At the end of the interrogation, he was forced to sign stacks of paper (according to him 50-60 pages), which were written in Hungarian. The respondent could not assure that the oral translation by the translator was correct. He was told that it was a transcript of the interrogation and the paper banning him from Hungary for two years. (“If you don’t sign, you will be here until you sign”). In a room two floors upstairs, where he was taken in hadcuffs, his foto, fingerprints and body height were taken. He was also forced to undress again to get searched.

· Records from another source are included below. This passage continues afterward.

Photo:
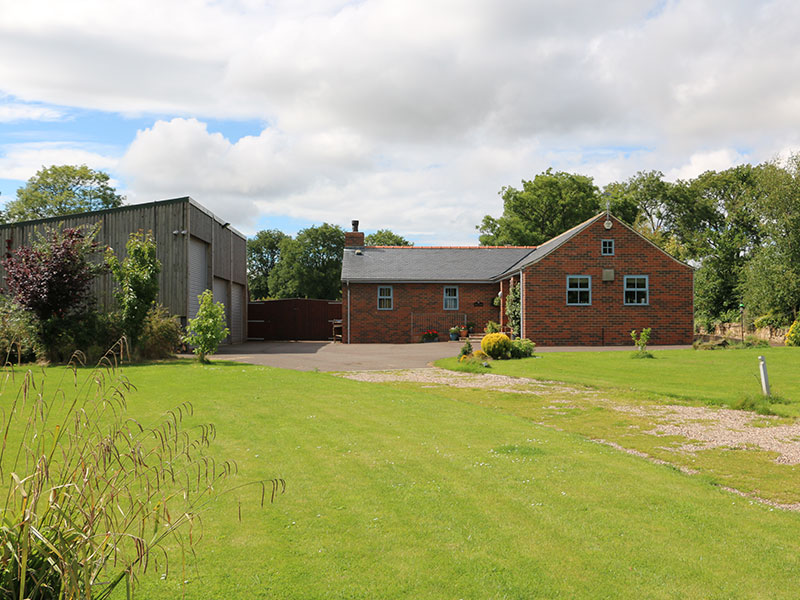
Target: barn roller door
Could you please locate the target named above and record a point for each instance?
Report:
(237, 313)
(198, 273)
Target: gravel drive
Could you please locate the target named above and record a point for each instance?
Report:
(704, 427)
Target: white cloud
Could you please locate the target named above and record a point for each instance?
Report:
(716, 160)
(13, 111)
(21, 161)
(409, 115)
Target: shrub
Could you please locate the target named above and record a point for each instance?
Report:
(513, 309)
(207, 329)
(431, 335)
(522, 348)
(161, 334)
(137, 278)
(492, 327)
(644, 337)
(92, 498)
(52, 279)
(772, 320)
(496, 345)
(793, 337)
(19, 335)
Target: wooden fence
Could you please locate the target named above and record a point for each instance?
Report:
(292, 319)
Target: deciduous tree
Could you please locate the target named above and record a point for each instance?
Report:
(386, 237)
(62, 190)
(263, 253)
(310, 265)
(546, 206)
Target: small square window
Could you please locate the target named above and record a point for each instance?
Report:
(579, 289)
(385, 297)
(451, 298)
(637, 289)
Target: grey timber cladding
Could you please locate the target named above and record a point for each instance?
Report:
(173, 223)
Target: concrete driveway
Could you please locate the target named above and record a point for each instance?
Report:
(327, 356)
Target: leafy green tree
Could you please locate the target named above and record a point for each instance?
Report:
(263, 253)
(542, 209)
(720, 228)
(771, 282)
(207, 329)
(310, 265)
(137, 278)
(62, 190)
(52, 279)
(385, 237)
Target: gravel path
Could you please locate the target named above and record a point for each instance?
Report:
(705, 428)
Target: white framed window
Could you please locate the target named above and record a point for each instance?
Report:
(637, 290)
(579, 289)
(385, 297)
(451, 297)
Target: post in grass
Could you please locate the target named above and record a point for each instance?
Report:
(762, 366)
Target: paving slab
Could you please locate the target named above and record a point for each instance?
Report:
(330, 356)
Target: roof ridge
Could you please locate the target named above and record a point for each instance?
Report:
(456, 247)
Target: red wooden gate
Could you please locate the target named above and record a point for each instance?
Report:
(292, 319)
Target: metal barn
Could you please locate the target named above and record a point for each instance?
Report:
(197, 250)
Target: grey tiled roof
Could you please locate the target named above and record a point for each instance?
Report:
(385, 264)
(551, 245)
(471, 263)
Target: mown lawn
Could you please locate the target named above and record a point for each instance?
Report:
(396, 492)
(721, 377)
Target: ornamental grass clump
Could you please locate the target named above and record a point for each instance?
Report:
(793, 336)
(94, 497)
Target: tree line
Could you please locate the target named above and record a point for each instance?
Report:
(739, 227)
(306, 266)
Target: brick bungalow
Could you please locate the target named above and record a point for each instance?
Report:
(589, 286)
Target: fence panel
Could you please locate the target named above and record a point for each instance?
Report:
(292, 319)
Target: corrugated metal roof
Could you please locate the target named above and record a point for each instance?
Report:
(419, 263)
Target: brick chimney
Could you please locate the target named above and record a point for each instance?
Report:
(355, 238)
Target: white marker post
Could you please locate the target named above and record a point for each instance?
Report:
(762, 366)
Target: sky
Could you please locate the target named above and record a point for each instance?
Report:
(408, 115)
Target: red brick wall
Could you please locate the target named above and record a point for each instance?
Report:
(549, 321)
(370, 325)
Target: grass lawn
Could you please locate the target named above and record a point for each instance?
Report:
(403, 492)
(719, 377)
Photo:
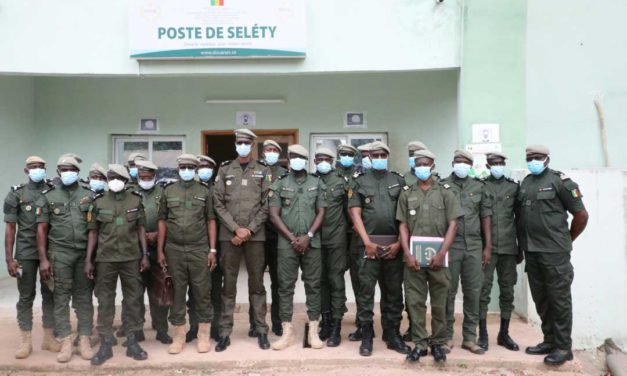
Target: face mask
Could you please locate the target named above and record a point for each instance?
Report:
(412, 162)
(116, 185)
(366, 163)
(423, 172)
(536, 167)
(37, 174)
(461, 170)
(243, 150)
(69, 177)
(97, 185)
(298, 164)
(380, 164)
(133, 172)
(497, 171)
(323, 167)
(205, 174)
(346, 160)
(187, 174)
(146, 185)
(272, 158)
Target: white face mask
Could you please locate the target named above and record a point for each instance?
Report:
(146, 184)
(116, 185)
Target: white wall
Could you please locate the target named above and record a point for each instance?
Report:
(91, 37)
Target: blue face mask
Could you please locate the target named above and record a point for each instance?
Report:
(461, 170)
(323, 167)
(69, 177)
(346, 160)
(497, 171)
(423, 172)
(536, 167)
(187, 174)
(97, 185)
(133, 172)
(204, 174)
(380, 164)
(243, 149)
(37, 174)
(366, 163)
(272, 158)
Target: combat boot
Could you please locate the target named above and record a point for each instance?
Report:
(65, 354)
(203, 345)
(26, 345)
(84, 346)
(287, 339)
(178, 341)
(314, 338)
(50, 343)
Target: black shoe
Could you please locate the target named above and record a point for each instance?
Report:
(104, 352)
(223, 343)
(438, 354)
(133, 350)
(335, 338)
(416, 353)
(483, 335)
(558, 357)
(262, 339)
(396, 343)
(164, 338)
(542, 348)
(191, 334)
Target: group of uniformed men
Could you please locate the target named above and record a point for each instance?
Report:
(83, 238)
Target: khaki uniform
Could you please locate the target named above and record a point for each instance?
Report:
(240, 198)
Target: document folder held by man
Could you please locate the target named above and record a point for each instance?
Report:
(423, 248)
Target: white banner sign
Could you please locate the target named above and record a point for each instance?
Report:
(191, 29)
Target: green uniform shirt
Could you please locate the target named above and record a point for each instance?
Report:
(543, 201)
(65, 209)
(187, 206)
(503, 192)
(240, 198)
(427, 213)
(476, 204)
(335, 223)
(116, 217)
(19, 207)
(298, 198)
(377, 196)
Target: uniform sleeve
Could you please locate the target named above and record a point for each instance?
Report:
(571, 196)
(452, 205)
(11, 205)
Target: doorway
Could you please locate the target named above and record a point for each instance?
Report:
(220, 145)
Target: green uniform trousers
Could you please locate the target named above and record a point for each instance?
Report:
(332, 289)
(417, 286)
(70, 283)
(189, 268)
(505, 266)
(230, 260)
(550, 276)
(107, 274)
(389, 275)
(465, 265)
(27, 288)
(288, 264)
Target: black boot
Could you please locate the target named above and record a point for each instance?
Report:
(335, 338)
(104, 352)
(504, 339)
(133, 350)
(325, 326)
(192, 333)
(483, 334)
(366, 340)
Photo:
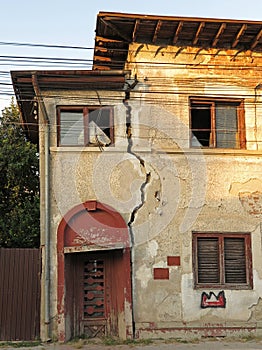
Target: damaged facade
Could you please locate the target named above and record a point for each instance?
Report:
(151, 188)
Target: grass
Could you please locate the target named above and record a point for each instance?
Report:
(20, 344)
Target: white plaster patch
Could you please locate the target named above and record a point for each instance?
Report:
(144, 275)
(152, 248)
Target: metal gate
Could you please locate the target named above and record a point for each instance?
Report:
(19, 294)
(92, 293)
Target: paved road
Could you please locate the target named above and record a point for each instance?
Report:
(160, 345)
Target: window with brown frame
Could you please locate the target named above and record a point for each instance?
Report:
(85, 126)
(217, 123)
(222, 260)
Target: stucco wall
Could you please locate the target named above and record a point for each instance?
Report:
(165, 190)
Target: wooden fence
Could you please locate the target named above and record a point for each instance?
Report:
(20, 271)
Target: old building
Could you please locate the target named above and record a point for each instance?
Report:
(151, 186)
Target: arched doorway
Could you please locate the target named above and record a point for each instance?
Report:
(94, 282)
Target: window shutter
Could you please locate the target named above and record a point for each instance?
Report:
(235, 260)
(226, 126)
(208, 260)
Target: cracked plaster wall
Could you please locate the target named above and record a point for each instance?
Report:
(201, 191)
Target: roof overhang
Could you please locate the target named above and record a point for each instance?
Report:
(58, 80)
(115, 31)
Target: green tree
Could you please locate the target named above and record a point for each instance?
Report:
(19, 184)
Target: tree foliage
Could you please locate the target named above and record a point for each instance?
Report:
(19, 184)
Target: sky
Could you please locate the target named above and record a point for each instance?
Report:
(72, 23)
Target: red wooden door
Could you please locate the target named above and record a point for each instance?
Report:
(92, 293)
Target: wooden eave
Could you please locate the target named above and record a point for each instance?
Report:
(59, 80)
(115, 31)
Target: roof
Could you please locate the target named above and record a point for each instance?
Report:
(115, 31)
(26, 83)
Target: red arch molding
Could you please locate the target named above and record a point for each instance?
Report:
(92, 225)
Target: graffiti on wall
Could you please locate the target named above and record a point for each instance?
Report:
(213, 300)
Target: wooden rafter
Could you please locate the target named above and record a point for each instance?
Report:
(178, 30)
(115, 29)
(200, 27)
(136, 26)
(257, 39)
(239, 34)
(219, 33)
(157, 29)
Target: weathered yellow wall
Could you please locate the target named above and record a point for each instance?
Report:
(171, 189)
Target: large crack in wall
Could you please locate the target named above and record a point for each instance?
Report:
(142, 165)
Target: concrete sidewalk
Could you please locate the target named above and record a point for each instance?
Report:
(254, 344)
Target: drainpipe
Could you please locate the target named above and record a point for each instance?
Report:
(258, 87)
(47, 203)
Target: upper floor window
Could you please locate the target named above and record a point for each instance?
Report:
(222, 260)
(85, 126)
(217, 123)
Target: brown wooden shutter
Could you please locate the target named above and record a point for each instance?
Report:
(208, 260)
(235, 260)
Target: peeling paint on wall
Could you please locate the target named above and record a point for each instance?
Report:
(213, 300)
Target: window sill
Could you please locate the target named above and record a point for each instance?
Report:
(223, 286)
(168, 150)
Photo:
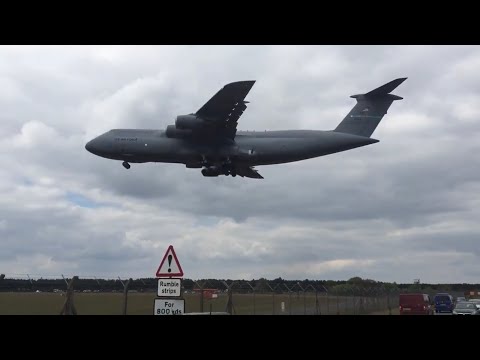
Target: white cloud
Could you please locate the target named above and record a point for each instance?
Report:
(391, 211)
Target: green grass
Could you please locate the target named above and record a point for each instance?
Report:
(142, 304)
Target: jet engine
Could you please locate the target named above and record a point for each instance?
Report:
(173, 132)
(211, 171)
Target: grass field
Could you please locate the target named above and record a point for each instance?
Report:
(142, 304)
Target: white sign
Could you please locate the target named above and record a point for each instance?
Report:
(169, 266)
(169, 287)
(169, 307)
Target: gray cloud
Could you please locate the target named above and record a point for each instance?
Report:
(392, 211)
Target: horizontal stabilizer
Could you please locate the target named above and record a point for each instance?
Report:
(371, 107)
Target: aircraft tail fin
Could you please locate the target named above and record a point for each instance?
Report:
(369, 110)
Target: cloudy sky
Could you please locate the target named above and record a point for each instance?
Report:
(407, 207)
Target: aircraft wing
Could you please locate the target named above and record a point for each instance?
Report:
(247, 171)
(225, 108)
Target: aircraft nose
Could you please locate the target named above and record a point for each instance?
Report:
(89, 146)
(94, 146)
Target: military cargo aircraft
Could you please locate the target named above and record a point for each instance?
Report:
(208, 139)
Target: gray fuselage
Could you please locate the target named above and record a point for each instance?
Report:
(248, 148)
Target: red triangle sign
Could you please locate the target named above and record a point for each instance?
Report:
(170, 265)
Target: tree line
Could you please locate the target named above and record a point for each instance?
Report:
(353, 286)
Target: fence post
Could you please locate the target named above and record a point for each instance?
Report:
(289, 298)
(388, 302)
(253, 290)
(273, 297)
(68, 306)
(125, 294)
(229, 308)
(304, 298)
(201, 286)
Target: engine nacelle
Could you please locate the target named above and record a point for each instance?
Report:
(173, 132)
(211, 171)
(189, 122)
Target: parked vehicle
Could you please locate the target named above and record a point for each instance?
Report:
(415, 304)
(444, 303)
(476, 302)
(466, 308)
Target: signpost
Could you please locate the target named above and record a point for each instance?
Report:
(170, 300)
(169, 306)
(169, 287)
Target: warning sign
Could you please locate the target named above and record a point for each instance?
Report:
(169, 266)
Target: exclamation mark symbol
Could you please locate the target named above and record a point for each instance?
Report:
(169, 263)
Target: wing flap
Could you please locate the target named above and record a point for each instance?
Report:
(227, 106)
(250, 172)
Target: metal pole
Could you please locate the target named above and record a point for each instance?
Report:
(289, 298)
(125, 295)
(304, 299)
(273, 297)
(253, 290)
(328, 306)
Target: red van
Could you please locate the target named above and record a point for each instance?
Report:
(415, 304)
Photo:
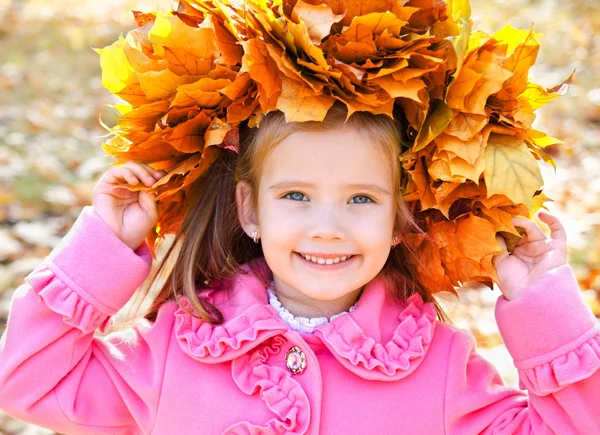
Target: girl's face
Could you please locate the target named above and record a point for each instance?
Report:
(328, 195)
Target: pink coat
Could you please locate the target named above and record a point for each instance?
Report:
(382, 369)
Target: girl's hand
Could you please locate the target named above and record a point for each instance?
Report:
(130, 215)
(534, 255)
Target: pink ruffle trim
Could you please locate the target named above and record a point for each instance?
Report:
(580, 363)
(282, 395)
(217, 343)
(60, 298)
(398, 357)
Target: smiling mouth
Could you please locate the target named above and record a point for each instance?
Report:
(321, 260)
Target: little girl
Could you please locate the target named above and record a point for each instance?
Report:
(320, 331)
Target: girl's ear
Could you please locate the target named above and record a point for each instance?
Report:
(246, 213)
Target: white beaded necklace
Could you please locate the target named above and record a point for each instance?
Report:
(301, 324)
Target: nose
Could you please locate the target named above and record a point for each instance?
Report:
(326, 224)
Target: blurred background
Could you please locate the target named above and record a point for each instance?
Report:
(51, 100)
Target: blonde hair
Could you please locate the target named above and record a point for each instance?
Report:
(210, 245)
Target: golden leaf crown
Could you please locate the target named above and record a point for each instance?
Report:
(191, 76)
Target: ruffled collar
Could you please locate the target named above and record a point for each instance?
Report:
(378, 340)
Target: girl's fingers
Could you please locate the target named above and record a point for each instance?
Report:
(534, 232)
(154, 172)
(121, 173)
(142, 172)
(556, 227)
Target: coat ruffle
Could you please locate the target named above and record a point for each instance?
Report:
(210, 343)
(62, 299)
(391, 361)
(568, 368)
(282, 395)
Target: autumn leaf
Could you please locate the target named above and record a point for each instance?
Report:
(511, 169)
(318, 19)
(470, 155)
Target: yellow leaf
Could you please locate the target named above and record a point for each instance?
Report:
(203, 93)
(511, 169)
(118, 76)
(377, 22)
(462, 86)
(300, 109)
(409, 89)
(263, 70)
(158, 85)
(318, 19)
(466, 125)
(434, 125)
(187, 50)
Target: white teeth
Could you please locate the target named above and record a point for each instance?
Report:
(325, 261)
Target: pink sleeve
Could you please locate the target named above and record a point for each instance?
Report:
(53, 371)
(554, 340)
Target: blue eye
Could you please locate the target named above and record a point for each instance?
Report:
(364, 197)
(298, 196)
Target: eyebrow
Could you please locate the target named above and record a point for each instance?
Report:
(357, 186)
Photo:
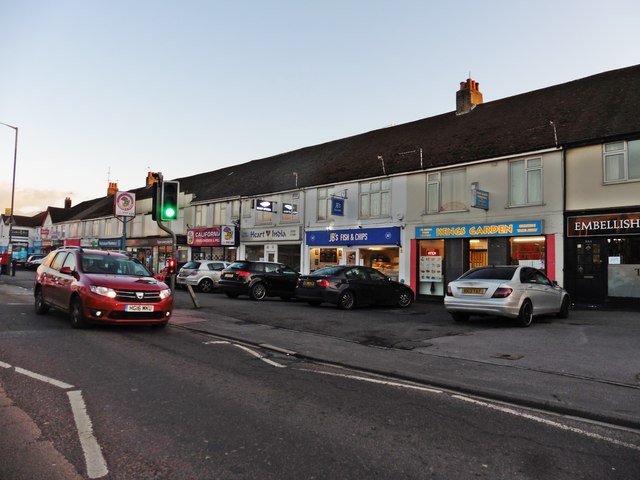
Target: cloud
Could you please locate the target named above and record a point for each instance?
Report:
(30, 201)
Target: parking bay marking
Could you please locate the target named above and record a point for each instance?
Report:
(507, 410)
(94, 460)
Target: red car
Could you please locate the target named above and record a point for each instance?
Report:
(96, 286)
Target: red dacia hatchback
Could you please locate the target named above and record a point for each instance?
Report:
(96, 286)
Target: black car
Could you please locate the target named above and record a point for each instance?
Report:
(348, 286)
(258, 280)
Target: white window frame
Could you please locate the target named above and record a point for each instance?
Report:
(324, 204)
(440, 199)
(624, 153)
(375, 199)
(530, 193)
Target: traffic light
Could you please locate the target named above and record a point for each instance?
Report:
(171, 266)
(155, 202)
(169, 200)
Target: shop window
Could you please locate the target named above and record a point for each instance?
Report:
(375, 199)
(621, 161)
(478, 253)
(447, 191)
(529, 251)
(525, 182)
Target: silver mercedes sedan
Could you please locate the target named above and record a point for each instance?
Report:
(517, 292)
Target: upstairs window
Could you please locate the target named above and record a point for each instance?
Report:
(375, 199)
(525, 182)
(621, 161)
(447, 191)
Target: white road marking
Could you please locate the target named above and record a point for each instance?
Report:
(545, 421)
(43, 378)
(96, 465)
(374, 380)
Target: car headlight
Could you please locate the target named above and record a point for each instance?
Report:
(104, 291)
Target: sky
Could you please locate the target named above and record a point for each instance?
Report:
(107, 90)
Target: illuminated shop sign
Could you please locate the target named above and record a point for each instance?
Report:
(604, 225)
(360, 236)
(507, 229)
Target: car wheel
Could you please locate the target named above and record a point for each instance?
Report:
(76, 314)
(525, 317)
(347, 300)
(460, 317)
(564, 308)
(206, 285)
(258, 291)
(405, 299)
(41, 306)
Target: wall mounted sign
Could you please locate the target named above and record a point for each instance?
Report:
(506, 229)
(604, 225)
(124, 204)
(360, 236)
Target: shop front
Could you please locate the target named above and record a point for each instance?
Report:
(213, 243)
(441, 254)
(154, 252)
(603, 257)
(273, 244)
(374, 247)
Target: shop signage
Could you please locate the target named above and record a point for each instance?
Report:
(337, 207)
(109, 242)
(264, 205)
(480, 199)
(604, 225)
(507, 229)
(19, 232)
(360, 236)
(272, 234)
(224, 235)
(124, 204)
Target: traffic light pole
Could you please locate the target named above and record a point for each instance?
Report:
(174, 241)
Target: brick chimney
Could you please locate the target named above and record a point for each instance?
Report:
(468, 96)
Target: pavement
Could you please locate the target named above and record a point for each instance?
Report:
(586, 366)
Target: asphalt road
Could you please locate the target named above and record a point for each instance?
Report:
(178, 404)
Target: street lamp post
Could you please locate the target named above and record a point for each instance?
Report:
(13, 191)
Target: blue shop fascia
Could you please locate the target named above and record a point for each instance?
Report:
(373, 247)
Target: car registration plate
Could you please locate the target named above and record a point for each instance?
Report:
(138, 308)
(472, 291)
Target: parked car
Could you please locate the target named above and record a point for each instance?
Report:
(34, 261)
(348, 286)
(517, 292)
(96, 286)
(201, 274)
(258, 280)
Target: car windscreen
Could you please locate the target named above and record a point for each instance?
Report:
(113, 265)
(504, 273)
(191, 265)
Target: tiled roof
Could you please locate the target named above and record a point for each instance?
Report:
(584, 111)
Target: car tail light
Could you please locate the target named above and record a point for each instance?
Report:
(502, 292)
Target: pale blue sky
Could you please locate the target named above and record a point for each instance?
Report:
(111, 89)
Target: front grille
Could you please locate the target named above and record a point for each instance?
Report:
(130, 296)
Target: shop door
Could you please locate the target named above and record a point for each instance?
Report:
(590, 272)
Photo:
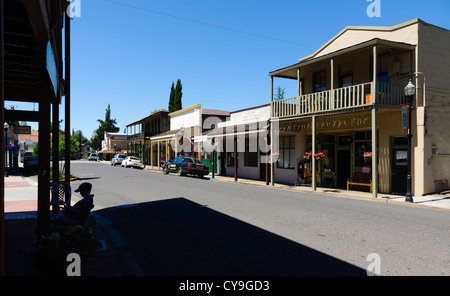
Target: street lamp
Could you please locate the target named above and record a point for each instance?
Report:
(6, 126)
(410, 90)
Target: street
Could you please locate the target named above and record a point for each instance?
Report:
(234, 229)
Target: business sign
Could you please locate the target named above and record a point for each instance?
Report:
(51, 67)
(405, 119)
(10, 141)
(22, 129)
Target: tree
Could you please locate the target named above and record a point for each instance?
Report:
(171, 98)
(107, 125)
(279, 95)
(175, 97)
(178, 94)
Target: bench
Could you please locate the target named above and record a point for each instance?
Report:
(360, 179)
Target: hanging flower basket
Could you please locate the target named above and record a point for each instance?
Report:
(276, 155)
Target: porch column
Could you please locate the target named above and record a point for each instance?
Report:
(331, 106)
(374, 154)
(373, 91)
(272, 164)
(2, 147)
(313, 183)
(299, 83)
(67, 97)
(159, 154)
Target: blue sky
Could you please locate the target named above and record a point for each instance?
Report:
(127, 53)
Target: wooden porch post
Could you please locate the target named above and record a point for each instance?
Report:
(374, 126)
(374, 154)
(272, 164)
(332, 85)
(67, 97)
(43, 202)
(2, 144)
(313, 183)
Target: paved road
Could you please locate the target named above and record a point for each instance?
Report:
(170, 225)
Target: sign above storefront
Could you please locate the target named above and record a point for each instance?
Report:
(405, 119)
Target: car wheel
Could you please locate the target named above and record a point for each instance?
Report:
(179, 172)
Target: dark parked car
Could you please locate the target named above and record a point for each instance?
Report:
(117, 159)
(186, 166)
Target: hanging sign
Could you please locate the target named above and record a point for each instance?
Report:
(405, 119)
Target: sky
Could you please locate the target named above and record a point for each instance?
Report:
(127, 53)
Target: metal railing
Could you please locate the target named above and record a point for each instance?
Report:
(349, 97)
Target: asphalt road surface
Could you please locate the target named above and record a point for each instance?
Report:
(171, 225)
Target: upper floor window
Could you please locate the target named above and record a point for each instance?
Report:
(320, 81)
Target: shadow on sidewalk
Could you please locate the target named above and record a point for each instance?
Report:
(180, 238)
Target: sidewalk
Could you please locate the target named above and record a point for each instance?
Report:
(20, 222)
(436, 201)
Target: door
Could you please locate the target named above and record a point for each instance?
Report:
(399, 170)
(343, 167)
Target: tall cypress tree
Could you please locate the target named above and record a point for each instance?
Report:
(178, 94)
(172, 99)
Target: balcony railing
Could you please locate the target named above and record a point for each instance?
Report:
(349, 97)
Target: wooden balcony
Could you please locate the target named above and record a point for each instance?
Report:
(343, 99)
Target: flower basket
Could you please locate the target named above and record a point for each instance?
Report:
(275, 155)
(367, 156)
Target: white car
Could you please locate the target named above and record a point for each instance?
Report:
(131, 161)
(93, 156)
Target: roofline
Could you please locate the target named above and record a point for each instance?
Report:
(375, 41)
(152, 115)
(371, 28)
(175, 113)
(250, 108)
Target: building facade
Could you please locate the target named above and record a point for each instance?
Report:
(349, 104)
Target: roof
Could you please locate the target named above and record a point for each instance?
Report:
(283, 72)
(215, 112)
(167, 134)
(162, 112)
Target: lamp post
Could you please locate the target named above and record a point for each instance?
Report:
(410, 90)
(6, 126)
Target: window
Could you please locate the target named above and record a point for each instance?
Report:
(287, 153)
(319, 81)
(250, 158)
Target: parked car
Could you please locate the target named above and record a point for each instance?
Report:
(131, 161)
(186, 166)
(30, 163)
(93, 156)
(117, 159)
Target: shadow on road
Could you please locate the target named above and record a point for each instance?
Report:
(180, 237)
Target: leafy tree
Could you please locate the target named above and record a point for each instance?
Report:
(107, 125)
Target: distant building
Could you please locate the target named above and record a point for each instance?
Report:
(113, 143)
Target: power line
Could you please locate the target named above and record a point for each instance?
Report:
(207, 24)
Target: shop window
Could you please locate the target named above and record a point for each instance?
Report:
(287, 153)
(320, 81)
(230, 159)
(360, 160)
(250, 158)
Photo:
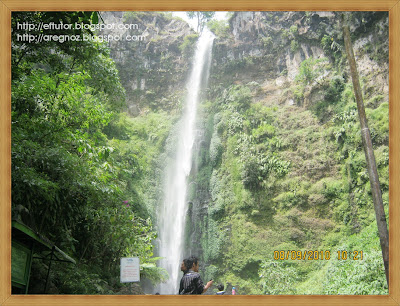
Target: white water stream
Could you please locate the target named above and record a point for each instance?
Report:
(172, 218)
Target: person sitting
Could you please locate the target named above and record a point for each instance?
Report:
(191, 282)
(221, 289)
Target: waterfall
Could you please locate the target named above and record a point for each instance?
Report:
(173, 213)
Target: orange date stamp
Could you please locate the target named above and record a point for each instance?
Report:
(317, 255)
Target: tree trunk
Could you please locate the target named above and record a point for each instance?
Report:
(369, 153)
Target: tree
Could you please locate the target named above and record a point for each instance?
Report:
(202, 18)
(369, 153)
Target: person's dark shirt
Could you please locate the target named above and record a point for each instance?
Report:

At the dawn of June 14th, three police officers, who the respondent described to look like the officers in the airport, arrived to the building in a police car. Additionally they were wearing yellow safety vests. He was handed over to them, but neither of them spoke English so he could not get information on where he was going. He was told to enter a police car (caddy) and driven for around 20 minutes. At the arrival he was taken into a building, which he described as looking like a prison or a zoo. There were many empty small cells with iron bars and signs in different languages saying eg “don’t fight”, “don’t kill yourself”. In the cell, he was given two bottles of water and access to a toilet for the first time in more than 12 hours, but still no food. No one of the present officers answered questions about his status and whereabouts, the answer he go was: “no english”. He was still woken up every time he fell asleep. He was kept in this cell until around 8 am of the following day (June 15th). Then he was told to go to the toilet and was given back his luggage and valuables. In a small room his foto and fingerprints were taken again. Outside, he was handed to two police offiers in a police van that looked like the other officers in the prison. He didn’t get an answer when he asked where they would go. The back of the van was described to look like a prison, without windows. They were driving for around 2-3 hours. They stopped on the road between the two border fences close to the border crossing of Kelebia, at a door in the border fence. The respondent identified the approximate coordinates of “the door” due to an abandonned house close by and the dinstance he had later walked to the Kelebia border crossing, which was about 40 min. away (46.153629,19.537612).

At the door he was handed on to 8 Hungarian police officers in two police cars who didn’t speak english. The respondent described them as looking different from the officers before, although he could not remember the exact nature of the difference. He refered to them as “border police”. One of the officers was in plain clothes and carried a camera. He was told to walk back and forwards, “like a catwalk”, the camera man also filmed his head and face close up. They opened the door to the Serbian side, told him to “go away!”, and followed him with binocculars to make sure that he would not attempt to return back across the fence.

The respondent then walked for around 30-40 minutes to the border crossing of Kelebia to ask for asylum with the documents, as he was told in Budapest. But the Serbian as well as the Hungarian officers he approached told him to go away.